Building of domain sentiment lexicon based on word2vec

LIN Jianghao1,2, ZHOU Yongmei1,2*, YANG Aimin1,2, CHEN Jin1,3   

  1. 1. Laboratory for Language Engineering and Computing, Guangdong University of Foreign Studies, Guangzhou 510006, Guangdong, China;
    2. School of Information Science and Technology, Guangdong University of Foreign Studies, Guangzhou 510006, Guangdong, China;
    3. International College, Guangdong University of Foreign Studies, Guangzhou 510420, Guangdong, China
  • Received:2017-08-23 Online:2018-06-20 Published:2017-08-23

Abstract: In order to fill the gap of sentimental and semantic representation in domain sentiment lexicon, a construction method of domain sentiment lexicon via word vectors was proposed. The word2vec model was trained based on 250 thousand news texts and 100 thousand hotel review texts. Eighty sentimental words, which possed obvious sentiment, rich content and diverse POS, were chosen as a set of seed words. Meanwhile, 9 860 candidate sentimental words among the hotel review texts were acquired via the measuring value of TR-IDF. The semantic similarity between the candidate sentimental words and the seed words was calculated based on their word vectors, and the sentimental words were mapped to the high dimensional vector space and the feature vector representation(Senti2vec)was extracted. Senti2vec was applied into the polarity classification of sentimental words and sentimental text analysis.
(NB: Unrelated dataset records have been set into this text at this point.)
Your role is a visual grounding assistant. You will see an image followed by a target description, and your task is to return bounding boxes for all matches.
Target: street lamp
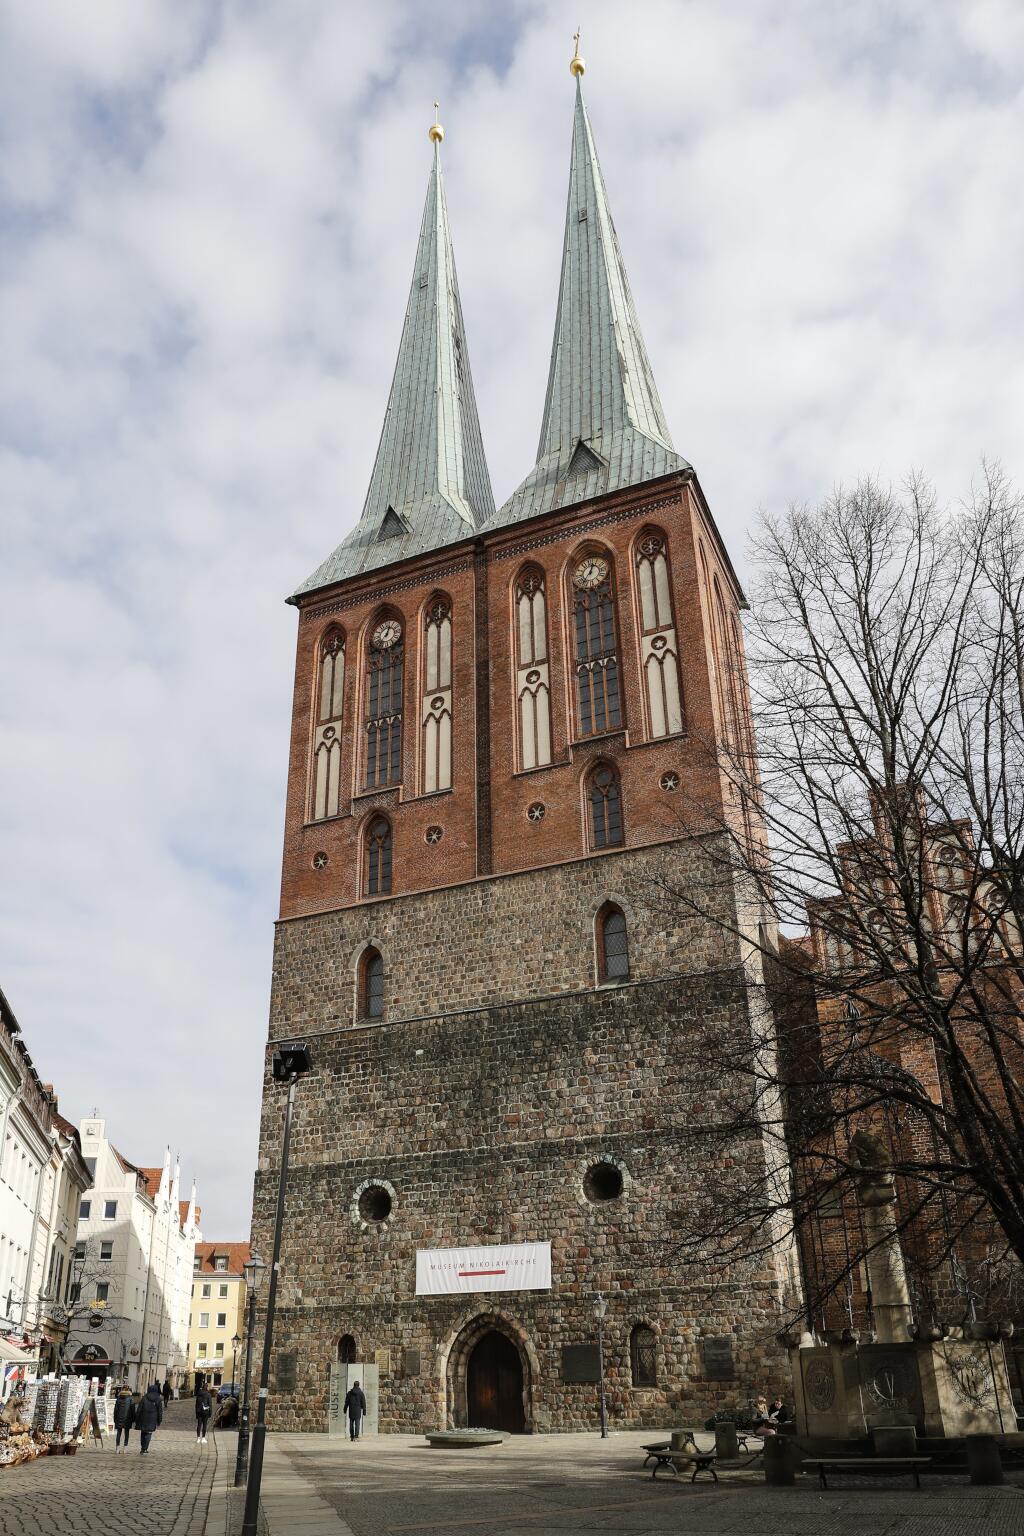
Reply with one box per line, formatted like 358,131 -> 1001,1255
147,1343 -> 156,1387
594,1294 -> 608,1439
242,1043 -> 312,1536
234,1250 -> 267,1486
231,1333 -> 241,1393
The experimental results showed that Senti2vec could represent the meaning and sentiment of sentimental words. Senti2vec was based on semantic similarity calculation from data of specific domain, which enabled this method more adaptable into different domains.

Key words: word2vec, sentiment word, sentimental feature vector, semantic similarity, domain sentiment lexicon

CLC Number: 

  • TP391.1